Mocks are similarly simple:

@unittest.mock.patch.object(Class, "method", return_value=...)

dynamic_mock =  MagicMock(Class)
dynamic_mock...

How this looks will vary in practice, but the idea is to design code such that usage is simple. If you're writing complex mocks frequently, there's probably room for a refactor.

[–] FishFace@lemmy.world 1 points 4 hours ago

I know how to use parametrised tests, but thanks.

Tests are still much more repetitive than application code. If you're testing a wrapper around some API, each test may need you to mock a different underlying API call. (Mocking all of them at once would hide things). Each mock is different, so you can't just extract it somewhere; but it is still repetitive.

If you need three tests each of which require a (real or mock) user, a certain directory structure to be present somewhere, input data to be got from somewhere, that's three things that, even if you streamline them, need to be done in each test. I have been involved in a project where we originally followed the principle of, "if you need a user object in more than one test, put it in setUp or in a shared fixture" and the result is rapid unwieldy shared setup between tests - and if ever you should want to change one of those tests, you'd better hope you only need to add to it, not to change what's already there, otherwise you break all the other tests.

For this reason, zealous application of DRY is not a good idea with tests, and so they are a bit repetitive. That is an acceptable trade-off, but also a place where an LLM can save you some time.

If you’re writing complex mocks frequently, there’s probably room for a refactor.

Ah, the end of all coding discussions, "if this is a problem for you, your code sucks." I mean, you're not wrong, because all code sucks.

LLMs are like the junior dev. You have to review their output because they might have screwed up in some stupid way, but that doesn't mean they're not worth having.

[–] Draces@lemmy.world 0 points 19 hours ago (1 children)

What model are you using? I've had such a radically different experience but I've only bothered with the latest models. The old ones weren't even worth trying with

[–] sugar_in_your_tea@sh.itjust.works 2 points 19 hours ago (1 children)

I'll have to check, we have a few models hosted at our company and I forget the exact versions and whatnot.
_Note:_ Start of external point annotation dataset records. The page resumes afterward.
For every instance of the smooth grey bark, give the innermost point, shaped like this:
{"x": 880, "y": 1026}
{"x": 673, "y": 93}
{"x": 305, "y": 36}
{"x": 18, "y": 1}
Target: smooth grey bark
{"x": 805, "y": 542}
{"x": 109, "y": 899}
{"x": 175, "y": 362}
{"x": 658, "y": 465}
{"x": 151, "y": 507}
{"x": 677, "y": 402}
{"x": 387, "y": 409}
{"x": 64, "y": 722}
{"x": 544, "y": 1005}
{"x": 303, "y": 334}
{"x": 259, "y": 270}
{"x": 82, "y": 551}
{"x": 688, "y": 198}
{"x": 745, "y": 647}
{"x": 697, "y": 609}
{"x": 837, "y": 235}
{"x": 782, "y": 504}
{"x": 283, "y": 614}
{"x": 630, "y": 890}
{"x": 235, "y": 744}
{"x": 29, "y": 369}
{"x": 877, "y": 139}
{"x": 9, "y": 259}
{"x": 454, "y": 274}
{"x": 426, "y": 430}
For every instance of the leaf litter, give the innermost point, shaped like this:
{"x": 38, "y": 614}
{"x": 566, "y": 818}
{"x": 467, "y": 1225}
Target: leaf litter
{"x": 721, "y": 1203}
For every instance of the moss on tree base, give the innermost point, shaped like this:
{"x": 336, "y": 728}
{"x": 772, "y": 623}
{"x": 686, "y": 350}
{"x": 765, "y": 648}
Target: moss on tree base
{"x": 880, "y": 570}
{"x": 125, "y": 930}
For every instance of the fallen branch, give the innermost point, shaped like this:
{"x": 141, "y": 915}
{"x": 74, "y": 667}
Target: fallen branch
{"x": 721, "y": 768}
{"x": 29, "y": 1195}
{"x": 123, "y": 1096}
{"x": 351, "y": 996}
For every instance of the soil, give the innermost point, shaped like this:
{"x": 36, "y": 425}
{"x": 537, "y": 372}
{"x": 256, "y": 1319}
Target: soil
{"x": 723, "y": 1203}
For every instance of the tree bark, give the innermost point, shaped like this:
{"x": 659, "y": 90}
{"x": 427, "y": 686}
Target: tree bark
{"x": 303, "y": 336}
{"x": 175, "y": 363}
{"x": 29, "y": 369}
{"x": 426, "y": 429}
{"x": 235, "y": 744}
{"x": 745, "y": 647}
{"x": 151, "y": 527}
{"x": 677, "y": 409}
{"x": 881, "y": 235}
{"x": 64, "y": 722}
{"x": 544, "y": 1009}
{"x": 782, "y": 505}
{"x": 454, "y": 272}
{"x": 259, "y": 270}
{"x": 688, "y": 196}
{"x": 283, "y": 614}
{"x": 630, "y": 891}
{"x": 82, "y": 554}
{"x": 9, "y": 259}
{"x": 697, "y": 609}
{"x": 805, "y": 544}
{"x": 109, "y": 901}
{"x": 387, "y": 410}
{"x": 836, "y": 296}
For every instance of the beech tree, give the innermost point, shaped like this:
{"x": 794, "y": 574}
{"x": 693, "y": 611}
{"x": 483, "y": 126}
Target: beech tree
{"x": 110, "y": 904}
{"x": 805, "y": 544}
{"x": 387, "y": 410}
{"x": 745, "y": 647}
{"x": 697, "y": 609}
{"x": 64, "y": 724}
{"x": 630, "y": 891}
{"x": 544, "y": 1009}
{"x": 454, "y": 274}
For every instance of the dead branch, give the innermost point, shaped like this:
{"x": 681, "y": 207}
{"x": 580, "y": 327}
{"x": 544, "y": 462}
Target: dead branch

They're relatively recent, but not the highest end since we need to host them locally.

But the issue here isn't directly related to which model it is, but to the way LLMs work. They cannot reason, they can only give believable output. If the goal is code coverage, it'll get coverage, but not necessarily be well designed.

If both the logic and the tests are automated, humans will be lazy and miss stuff. If only the logic is generated, humans can treat the code as a black box and write good tests that way. Humans will be lazy with whatever is automated, so if I have to pick one to be hand written, it'll be the code that ensures the logic is correct.

[–] wesley@yall.theatl.social 0 points 18 hours ago (1 children)

We're mandated to use it at my work. For unit tests it can really go wild and it'll write thousands of lines of tests to cover a single file/class for instance whereas a developer would probably only write a fourth as much. You have to be specific to get any decent output from them like "write a test for this function and use inputs x and y and the expected output is z"

Personally I like writing tests too and I think through what test cases I need based on what the code is supposed to do. Maybe if there are annoying mocks that I need to create I'll let the AI do that part or something.

Generating tests like that would take longer than writing the tests myself...

Nobody is going to thoroughly review thousands of lines of test code.